Response of MutS to sequential blocking of MMR steps. (A) Schematic diagrams showing the first four steps of MMR, including replisome binding, mismatch recognition, ATPase activity, and MutL recruitment, each of which is blocked in one of four mutant strains. (B, F, and J) Two-color images of representative cells from MutS800, MutS[F30A], and MutS[K608M] strains. (C, G, K, and N) Localization probability density maps of untreated cells for each strain generated from N cells with two replisome clusters. Pearson correlation coefficients between DnaX and MutS densities are listed in the lower right corner of corresponding MutS density maps.

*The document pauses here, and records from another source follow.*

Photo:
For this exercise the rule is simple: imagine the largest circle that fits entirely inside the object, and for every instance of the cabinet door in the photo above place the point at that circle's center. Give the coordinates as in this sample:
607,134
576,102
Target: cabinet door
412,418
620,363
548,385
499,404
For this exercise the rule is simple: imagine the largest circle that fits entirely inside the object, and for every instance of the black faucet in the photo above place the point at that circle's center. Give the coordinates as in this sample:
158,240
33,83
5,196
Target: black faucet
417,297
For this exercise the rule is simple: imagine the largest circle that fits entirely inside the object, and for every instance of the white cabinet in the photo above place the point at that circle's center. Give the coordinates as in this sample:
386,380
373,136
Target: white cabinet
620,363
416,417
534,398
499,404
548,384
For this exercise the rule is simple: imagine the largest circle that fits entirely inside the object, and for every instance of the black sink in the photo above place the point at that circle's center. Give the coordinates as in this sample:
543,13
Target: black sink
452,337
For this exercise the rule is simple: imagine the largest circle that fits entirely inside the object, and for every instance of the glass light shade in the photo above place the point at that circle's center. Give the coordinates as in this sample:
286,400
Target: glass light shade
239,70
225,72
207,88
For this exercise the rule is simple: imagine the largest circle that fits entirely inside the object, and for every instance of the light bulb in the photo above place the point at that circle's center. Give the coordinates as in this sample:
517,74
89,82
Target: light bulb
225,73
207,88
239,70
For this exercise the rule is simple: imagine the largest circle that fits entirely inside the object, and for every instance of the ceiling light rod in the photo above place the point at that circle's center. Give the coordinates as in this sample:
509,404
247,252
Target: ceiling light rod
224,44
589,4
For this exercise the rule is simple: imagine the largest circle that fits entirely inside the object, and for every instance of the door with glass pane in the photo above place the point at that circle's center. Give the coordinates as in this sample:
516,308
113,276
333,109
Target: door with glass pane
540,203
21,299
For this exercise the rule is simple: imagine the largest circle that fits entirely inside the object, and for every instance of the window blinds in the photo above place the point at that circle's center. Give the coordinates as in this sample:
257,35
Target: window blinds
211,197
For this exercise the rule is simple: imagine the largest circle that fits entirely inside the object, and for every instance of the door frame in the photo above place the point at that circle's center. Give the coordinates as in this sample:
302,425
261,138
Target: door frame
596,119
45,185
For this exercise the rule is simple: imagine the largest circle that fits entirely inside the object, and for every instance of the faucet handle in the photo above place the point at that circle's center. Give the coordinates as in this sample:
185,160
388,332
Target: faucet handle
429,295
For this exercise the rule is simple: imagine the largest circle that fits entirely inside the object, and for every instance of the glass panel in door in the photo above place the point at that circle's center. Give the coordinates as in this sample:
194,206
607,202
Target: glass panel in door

Note that MutS density maps may exhibit similar intensity levels but have different correlation coefficients because of differences in the positioning of corresponding DnaX density maps. (D, H, L, and O) Density maps of 2-AP–treated cells. (P) Density maps for 2-AP/HPUra double-treated cells from the ΔmutL+ strain. HPUra restores MutS enrichment around the replisome and also causes simultaneous shifting of DnaX and MutS localizations toward cell center. (E, I, M, and Q) Diffusion coefficients of MutS-PAmCherry variants as a function of separation distance from the nearest replisome. Error bars indicate 95% confidence interval.

Fig. 6.

MutS recruitment to DNA on replication initiation and interaction with DNA polymerase subunits. (A) Analysis of pooled ChIP-seq data from two independent experiments showing the enrichment levels of MutS and the polymerases DnaE and PolC along the chromosome 10 min after DNA replication initiation. Pearson correlation coefficients (r values) are shown for genome-wide ChIP-seq enrichment profiles of DnaE/MutS and PolC/MutS. The position of oriC is indicated by an arrow above the plots. (B) Overlaid enrichments of MutS, PolC, and DnaE from A in a window of the genome near oriC. (C) Co-IP of DnaE and PolC with MutS using affinity-purified antiserum directed against MutS. Lane 1, 5% input; lane 2, anti-MutS immunoprecipitation.